Like most regional languages, Seraiki is often overlooked by mainstream media and artisans. PHOTOS: PUBLICITY


Shakir Shuja Abadi is not well. In fact, he has been bed-ridden since October. Unfortunately, nobody has noticed because he is one of the underrated godfathers of Seraiki poetry, and the voice of the underprivileged.  Abadi is only sixty, but a stroke has taken away his voice. He can still write but his health has deteriorated over the years.

“When it comes to Seraiki poetry, Shakir Shuja Abadi is one of the biggest names. Almost every columnist in Seraiki has written extensively on his work. He is in dire shape,” says Nazar Farid Bodla, a student and an apprentice of sorts, who is now officially assigned by Shakir to recite his poetry.


Bodla tells The Express Tribune that it has been two years since the Punjab government stopped providing Abadi a stipend and he has not been able to work. Bodla says that Abadi’s house is small, and the family has no lands or supplementary income. According to Bodla, Abadi has been dependent on hand-outs from an MNA, or if a poetry recital takes place, he writes down poems for Bodla to recite.

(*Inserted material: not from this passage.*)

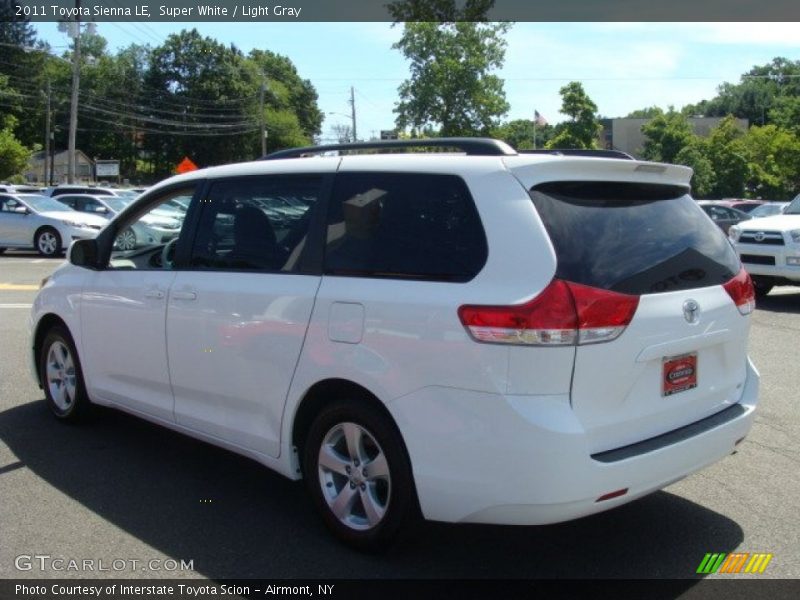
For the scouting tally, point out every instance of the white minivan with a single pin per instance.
(477, 336)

“He is not well,” says Waleed Abadi, the younger son of Abadi. Waleed has returned home to be with his father, who in Seraiki folk-culture is a literary figure. Most regional languages are overshadowed by the prominence of Urdu or English, and Seraiki is no exception. Due to this, we forget the hidden geniuses that are yet to be discovered in the heart of our country.

Waleed says only a few friends and fans have visited regularly since his father has been bed-ridden. Shuja’s poetry is still published regularly in a newspaper, whenever the Shakir pens a thought. Most of his life’s work has been built out of experience and the process of life itself.

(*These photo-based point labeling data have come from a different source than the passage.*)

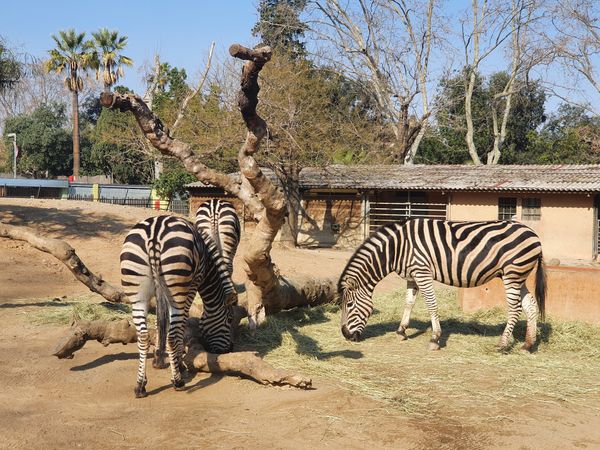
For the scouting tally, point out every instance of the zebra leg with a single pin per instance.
(139, 308)
(174, 344)
(424, 282)
(411, 296)
(531, 312)
(513, 298)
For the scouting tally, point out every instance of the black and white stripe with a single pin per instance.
(165, 257)
(463, 254)
(218, 220)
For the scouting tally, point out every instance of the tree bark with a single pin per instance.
(75, 107)
(247, 364)
(267, 292)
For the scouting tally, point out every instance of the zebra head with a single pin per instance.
(357, 306)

It is said that his poetry came from a dark place of struggle and uncertainty, because of a stroke that he suffered as a child. He managed to attend a local government school, from where he drop-out after the death of his grandmother.

Forced to work as fruit-seller, he was entrenched in the vicious cycle of making ends meet in Bhawalpur. Poetry was still not in the picture. He then moved to Karachi, where he worked two jobs both as fruit-seller and chowkidar.

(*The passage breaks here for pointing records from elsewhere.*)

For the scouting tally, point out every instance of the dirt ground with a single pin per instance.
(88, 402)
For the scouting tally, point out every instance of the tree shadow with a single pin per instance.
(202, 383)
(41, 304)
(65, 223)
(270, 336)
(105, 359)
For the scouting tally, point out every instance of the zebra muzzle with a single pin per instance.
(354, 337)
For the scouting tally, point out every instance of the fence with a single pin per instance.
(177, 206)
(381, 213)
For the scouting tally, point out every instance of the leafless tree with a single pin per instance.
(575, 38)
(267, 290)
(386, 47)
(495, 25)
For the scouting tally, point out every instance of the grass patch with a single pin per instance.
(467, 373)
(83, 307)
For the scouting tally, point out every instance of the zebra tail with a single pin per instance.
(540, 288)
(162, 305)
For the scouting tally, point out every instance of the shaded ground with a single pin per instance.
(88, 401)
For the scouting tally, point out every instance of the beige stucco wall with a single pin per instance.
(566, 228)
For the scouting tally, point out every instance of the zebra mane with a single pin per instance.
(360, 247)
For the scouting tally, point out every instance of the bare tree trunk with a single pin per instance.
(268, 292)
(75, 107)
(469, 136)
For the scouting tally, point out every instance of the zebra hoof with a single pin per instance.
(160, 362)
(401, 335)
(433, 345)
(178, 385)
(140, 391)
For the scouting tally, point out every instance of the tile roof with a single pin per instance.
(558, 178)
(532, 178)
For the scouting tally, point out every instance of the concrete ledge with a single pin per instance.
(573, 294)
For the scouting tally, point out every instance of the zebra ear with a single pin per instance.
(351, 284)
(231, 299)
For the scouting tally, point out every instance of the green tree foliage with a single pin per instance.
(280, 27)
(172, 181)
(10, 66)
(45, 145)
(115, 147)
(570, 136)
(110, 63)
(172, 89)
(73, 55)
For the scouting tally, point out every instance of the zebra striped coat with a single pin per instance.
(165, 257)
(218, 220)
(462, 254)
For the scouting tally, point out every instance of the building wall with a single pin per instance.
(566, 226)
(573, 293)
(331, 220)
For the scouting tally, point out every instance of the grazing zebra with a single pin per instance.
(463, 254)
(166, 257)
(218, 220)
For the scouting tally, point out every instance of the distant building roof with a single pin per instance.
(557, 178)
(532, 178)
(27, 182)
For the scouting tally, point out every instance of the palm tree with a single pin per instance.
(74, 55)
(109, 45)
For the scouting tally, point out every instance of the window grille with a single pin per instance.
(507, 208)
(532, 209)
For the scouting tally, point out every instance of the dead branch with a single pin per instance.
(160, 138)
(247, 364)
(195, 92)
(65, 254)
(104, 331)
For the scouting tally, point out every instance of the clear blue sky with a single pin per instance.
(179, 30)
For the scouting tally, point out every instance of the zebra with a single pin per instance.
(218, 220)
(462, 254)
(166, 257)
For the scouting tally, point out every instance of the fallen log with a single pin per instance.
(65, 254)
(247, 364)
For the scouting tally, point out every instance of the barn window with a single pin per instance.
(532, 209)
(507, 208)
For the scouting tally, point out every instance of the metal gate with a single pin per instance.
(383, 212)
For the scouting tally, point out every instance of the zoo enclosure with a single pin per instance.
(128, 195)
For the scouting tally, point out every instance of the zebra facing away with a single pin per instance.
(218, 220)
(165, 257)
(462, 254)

“He was forced out of the workforce. He spent his life working, but his health and age didn’t allow it. Poetry came to him when he had nothing,” said Waleed, while his father sat next to him.

Abadi started to recite his thoughts at the local darbar, and by the early 90s he was considered a towering figure of Seraiki culture. His first proper Mushaira was held in 1986 and he then headlined the All-Pakistan Mushaira held in 1991. The last Mushaira before his childhood condition got worse was held in 1994, but he still recited and his following still stood strong.

His poetry is laced with beautiful prose, which seems to put forth riddles regarding the world and society. He discusses themes of honesty, poverty, inequality, and underdevelopment related to the region. His ability to surpass linguistic barriers and appeal to non-Seraiki speakers is very powerful.

There are several popular lines, such as Tu Mehnat Kar, Tay Mehnat da silla Jaane Khuda Jaane (Just work hard and reward for that hard work, only God knows what you will get.) or Tu dewa bal kay rak ja, hawa jaane khuda jaane (Light the lamp, and let the winds decide or fate decide).

It is unfortunate to see talent such as that of Abidi being wasted due to sheer indifference.

Published in The Express Tribune, January 7th, 2014.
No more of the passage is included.